Affaire Pegasus : deux anciens dirigeants de NSO Group entendus par la justice française
Dans le cadre de l'enquête sur l'utilisation présumée du logiciel espion Pegasus, la justice française a entendu deux anciens dirigeants de NSO Group, la société israélienne qui commercialise ce programme controversé. Cette audition intervient alors que les soupçons d'écoutes illégales visant des personnalités politiques, des journalistes et des militants se multiplient à l'échelle internationale.
Une enquête judiciaire en cours
Les deux ex-dirigeants ont été interrogés par les autorités françaises dans le cadre d'une procédure ouverte pour des faits présumés de violation de la vie privée et d'atteinte aux systèmes de traitement automatisé de données. Cette enquête fait suite à des révélations selon lesquelles Pegasus aurait été utilisé pour espionner des cibles en France, notamment des membres du gouvernement et des journalistes.
Le logiciel Pegasus, développé par NSO Group, est capable d'infecter les smartphones à distance, permettant ainsi d'accéder aux messages, aux appels, aux photos et même à la localisation des utilisateurs sans leur consentement. Son utilisation a soulevé de vives critiques de la part des organisations de défense des droits humains et des gouvernements.

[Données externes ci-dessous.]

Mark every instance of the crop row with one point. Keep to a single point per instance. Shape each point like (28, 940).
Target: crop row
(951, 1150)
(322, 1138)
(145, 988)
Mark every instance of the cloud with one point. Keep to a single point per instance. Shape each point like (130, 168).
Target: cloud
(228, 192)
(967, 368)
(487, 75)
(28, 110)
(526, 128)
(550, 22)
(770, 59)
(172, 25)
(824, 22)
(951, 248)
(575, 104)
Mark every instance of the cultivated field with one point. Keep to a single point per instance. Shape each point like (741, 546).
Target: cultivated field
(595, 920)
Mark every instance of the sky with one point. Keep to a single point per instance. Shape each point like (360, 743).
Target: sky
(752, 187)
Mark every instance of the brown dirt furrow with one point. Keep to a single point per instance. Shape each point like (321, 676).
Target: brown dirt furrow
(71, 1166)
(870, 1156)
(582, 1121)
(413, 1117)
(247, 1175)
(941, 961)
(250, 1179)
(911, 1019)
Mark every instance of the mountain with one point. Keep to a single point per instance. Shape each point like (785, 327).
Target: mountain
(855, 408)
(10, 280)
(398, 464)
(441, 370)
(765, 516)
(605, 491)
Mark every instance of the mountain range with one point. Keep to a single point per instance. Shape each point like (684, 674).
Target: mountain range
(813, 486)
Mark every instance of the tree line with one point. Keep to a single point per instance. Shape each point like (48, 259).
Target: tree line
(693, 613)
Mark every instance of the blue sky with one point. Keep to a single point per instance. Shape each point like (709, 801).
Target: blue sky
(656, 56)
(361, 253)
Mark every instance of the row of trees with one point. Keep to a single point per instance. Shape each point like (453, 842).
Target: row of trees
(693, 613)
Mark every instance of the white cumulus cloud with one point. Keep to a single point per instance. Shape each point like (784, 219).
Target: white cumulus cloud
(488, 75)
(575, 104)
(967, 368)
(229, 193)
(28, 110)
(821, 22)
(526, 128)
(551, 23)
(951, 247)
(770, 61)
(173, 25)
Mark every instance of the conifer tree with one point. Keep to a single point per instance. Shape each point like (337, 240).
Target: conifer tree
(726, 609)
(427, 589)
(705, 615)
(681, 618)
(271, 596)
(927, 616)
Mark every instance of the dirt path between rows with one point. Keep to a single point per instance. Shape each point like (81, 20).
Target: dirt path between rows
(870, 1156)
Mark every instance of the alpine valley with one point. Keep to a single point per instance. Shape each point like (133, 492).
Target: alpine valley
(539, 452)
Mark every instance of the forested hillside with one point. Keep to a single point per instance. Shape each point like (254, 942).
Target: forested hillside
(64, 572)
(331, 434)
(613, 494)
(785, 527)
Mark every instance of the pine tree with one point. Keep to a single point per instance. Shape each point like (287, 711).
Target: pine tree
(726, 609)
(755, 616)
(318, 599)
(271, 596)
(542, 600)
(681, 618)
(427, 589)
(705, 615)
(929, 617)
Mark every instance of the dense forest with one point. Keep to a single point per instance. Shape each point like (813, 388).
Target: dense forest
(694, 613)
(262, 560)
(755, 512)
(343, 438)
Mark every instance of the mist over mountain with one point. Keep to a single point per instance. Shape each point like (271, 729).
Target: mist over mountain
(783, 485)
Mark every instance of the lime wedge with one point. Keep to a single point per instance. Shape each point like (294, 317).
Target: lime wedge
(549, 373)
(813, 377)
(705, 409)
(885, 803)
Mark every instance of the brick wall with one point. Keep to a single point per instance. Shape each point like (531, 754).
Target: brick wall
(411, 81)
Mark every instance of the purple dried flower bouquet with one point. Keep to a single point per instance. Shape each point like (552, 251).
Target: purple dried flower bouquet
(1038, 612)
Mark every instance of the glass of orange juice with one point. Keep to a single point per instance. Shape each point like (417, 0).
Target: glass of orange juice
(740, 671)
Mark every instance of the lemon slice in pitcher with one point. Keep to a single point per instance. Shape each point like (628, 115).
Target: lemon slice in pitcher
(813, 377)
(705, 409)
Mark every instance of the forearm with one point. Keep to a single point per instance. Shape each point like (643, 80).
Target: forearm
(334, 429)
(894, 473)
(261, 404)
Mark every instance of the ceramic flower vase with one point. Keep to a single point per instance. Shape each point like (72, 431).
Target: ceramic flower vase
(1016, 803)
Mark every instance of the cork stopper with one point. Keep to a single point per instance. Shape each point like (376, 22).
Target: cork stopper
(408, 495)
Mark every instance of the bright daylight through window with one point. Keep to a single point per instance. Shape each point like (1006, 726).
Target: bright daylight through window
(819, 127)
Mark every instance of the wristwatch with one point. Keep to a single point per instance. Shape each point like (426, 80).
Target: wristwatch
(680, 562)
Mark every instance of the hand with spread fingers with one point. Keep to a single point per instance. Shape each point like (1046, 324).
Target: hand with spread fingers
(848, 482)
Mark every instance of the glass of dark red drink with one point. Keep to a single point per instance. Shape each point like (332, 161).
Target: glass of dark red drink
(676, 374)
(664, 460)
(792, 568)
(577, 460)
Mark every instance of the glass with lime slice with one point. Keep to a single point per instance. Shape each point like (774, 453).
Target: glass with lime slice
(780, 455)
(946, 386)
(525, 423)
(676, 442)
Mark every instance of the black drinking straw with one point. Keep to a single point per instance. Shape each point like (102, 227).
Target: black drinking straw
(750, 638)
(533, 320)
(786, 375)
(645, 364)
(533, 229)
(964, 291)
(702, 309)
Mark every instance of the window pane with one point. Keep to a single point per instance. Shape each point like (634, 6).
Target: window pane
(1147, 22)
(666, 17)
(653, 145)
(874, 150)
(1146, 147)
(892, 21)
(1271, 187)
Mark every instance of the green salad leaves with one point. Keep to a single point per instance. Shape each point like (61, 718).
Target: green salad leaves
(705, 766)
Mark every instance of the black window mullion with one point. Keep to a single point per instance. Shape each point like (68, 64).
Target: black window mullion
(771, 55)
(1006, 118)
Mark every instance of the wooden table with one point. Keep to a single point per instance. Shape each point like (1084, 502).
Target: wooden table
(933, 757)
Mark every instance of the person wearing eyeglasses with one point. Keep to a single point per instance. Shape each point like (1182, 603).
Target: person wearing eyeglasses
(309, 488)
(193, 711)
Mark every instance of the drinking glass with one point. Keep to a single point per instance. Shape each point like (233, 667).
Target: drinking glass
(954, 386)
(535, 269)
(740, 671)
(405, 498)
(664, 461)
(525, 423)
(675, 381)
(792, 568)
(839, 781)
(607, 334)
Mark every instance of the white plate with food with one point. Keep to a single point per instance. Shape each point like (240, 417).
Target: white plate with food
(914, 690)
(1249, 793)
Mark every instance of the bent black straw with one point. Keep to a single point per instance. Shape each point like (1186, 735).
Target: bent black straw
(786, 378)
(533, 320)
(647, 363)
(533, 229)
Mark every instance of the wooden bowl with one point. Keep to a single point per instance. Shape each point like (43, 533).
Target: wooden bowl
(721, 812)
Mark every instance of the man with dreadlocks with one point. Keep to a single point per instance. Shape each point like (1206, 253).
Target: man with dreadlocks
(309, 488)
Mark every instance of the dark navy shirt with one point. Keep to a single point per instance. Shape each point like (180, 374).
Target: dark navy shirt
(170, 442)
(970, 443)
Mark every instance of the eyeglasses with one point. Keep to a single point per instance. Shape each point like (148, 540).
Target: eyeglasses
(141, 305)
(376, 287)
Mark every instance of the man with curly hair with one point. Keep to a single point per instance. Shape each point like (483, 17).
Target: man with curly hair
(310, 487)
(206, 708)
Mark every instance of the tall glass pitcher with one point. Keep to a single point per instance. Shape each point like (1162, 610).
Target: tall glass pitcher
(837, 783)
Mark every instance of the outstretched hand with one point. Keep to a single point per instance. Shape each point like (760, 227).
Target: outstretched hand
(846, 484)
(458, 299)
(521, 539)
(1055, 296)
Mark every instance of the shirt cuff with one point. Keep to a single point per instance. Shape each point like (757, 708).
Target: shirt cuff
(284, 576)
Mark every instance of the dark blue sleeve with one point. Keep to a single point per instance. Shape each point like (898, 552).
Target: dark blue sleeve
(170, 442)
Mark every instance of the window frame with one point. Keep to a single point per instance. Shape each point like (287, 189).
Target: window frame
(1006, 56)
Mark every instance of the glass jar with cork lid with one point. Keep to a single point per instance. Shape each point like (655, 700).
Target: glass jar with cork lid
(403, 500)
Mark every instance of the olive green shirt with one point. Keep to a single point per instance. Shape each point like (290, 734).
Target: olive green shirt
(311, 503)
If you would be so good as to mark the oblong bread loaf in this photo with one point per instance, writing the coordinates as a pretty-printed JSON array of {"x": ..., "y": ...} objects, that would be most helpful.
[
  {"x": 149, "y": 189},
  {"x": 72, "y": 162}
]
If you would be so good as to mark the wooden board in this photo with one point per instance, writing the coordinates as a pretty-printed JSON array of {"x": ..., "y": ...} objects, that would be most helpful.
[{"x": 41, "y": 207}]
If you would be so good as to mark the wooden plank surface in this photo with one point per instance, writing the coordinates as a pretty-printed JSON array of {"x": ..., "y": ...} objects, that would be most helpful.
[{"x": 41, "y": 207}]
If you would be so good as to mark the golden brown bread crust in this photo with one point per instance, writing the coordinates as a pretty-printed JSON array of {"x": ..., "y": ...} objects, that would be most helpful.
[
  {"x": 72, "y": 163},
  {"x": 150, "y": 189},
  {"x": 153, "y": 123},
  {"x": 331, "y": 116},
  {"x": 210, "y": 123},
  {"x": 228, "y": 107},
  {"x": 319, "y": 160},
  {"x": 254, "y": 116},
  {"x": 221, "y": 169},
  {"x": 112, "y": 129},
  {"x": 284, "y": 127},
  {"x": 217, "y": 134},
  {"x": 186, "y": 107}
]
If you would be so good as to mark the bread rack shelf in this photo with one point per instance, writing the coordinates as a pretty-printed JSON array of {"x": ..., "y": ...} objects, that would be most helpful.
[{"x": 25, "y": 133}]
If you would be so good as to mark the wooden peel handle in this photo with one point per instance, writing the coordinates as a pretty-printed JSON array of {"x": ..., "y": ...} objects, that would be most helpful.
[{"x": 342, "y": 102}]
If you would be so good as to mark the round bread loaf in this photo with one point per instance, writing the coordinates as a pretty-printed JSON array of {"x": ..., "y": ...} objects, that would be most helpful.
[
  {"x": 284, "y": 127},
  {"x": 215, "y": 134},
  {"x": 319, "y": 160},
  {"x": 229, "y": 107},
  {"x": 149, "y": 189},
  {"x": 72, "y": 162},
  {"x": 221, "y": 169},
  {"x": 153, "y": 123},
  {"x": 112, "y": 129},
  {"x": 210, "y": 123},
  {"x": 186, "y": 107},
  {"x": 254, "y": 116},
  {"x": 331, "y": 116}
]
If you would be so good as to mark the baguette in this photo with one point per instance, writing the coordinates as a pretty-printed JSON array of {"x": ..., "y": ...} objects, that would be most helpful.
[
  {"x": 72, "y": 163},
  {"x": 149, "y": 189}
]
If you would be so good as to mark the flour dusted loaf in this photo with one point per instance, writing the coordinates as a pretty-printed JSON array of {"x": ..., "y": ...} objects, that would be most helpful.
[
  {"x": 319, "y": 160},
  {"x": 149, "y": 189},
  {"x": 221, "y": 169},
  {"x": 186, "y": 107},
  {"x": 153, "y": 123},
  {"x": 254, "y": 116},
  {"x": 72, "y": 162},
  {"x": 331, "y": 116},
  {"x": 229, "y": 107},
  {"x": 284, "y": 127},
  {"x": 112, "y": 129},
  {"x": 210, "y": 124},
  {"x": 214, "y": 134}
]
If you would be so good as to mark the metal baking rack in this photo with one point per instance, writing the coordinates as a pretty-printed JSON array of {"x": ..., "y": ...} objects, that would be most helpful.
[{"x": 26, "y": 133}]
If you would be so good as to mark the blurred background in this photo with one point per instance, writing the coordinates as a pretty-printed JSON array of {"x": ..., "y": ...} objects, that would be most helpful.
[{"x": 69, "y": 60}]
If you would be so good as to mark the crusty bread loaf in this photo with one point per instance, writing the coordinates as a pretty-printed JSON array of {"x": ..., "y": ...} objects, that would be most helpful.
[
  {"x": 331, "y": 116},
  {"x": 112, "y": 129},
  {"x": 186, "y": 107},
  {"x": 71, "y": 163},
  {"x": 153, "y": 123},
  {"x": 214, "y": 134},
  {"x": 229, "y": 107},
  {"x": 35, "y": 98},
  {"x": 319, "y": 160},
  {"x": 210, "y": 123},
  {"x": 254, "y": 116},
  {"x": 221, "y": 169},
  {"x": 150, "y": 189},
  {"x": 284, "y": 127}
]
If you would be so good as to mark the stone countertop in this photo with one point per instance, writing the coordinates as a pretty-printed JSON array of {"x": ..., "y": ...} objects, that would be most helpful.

Implications internationales
L'affaire Pegasus a des répercussions mondiales, avec des enquêtes en cours dans plusieurs pays, dont la France, l'Espagne et le Maroc. Les autorités françaises cherchent à déterminer si des lois nationales et internationales ont été enfreintes, notamment en ce qui concerne la protection des données personnelles et la souveraineté numérique.
Les auditions des anciens dirigeants de NSO Group pourraient fournir des informations cruciales sur le fonctionnement de l'entreprise et les clients qui ont acquis le logiciel. Cela pourrait également éclairer les mécanismes de surveillance de masse et les risques qu'ils posent pour la démocratie et la liberté d'expression.
En parallèle, la Commission européenne et d'autres instances internationales examinent des mesures pour réguler plus strictement la vente et l'utilisation de technologies de surveillance comme Pegasus. Les défenseurs des droits humains appellent à une transparence accrue et à des sanctions contre les entreprises et les gouvernements impliqués dans ces pratiques.
Cette affaire souligne l'urgence de renforcer les cadres juridiques pour protéger les citoyens contre les abus de la surveillance numérique, tout en équilibrant les besoins légitimes de sécurité nationale.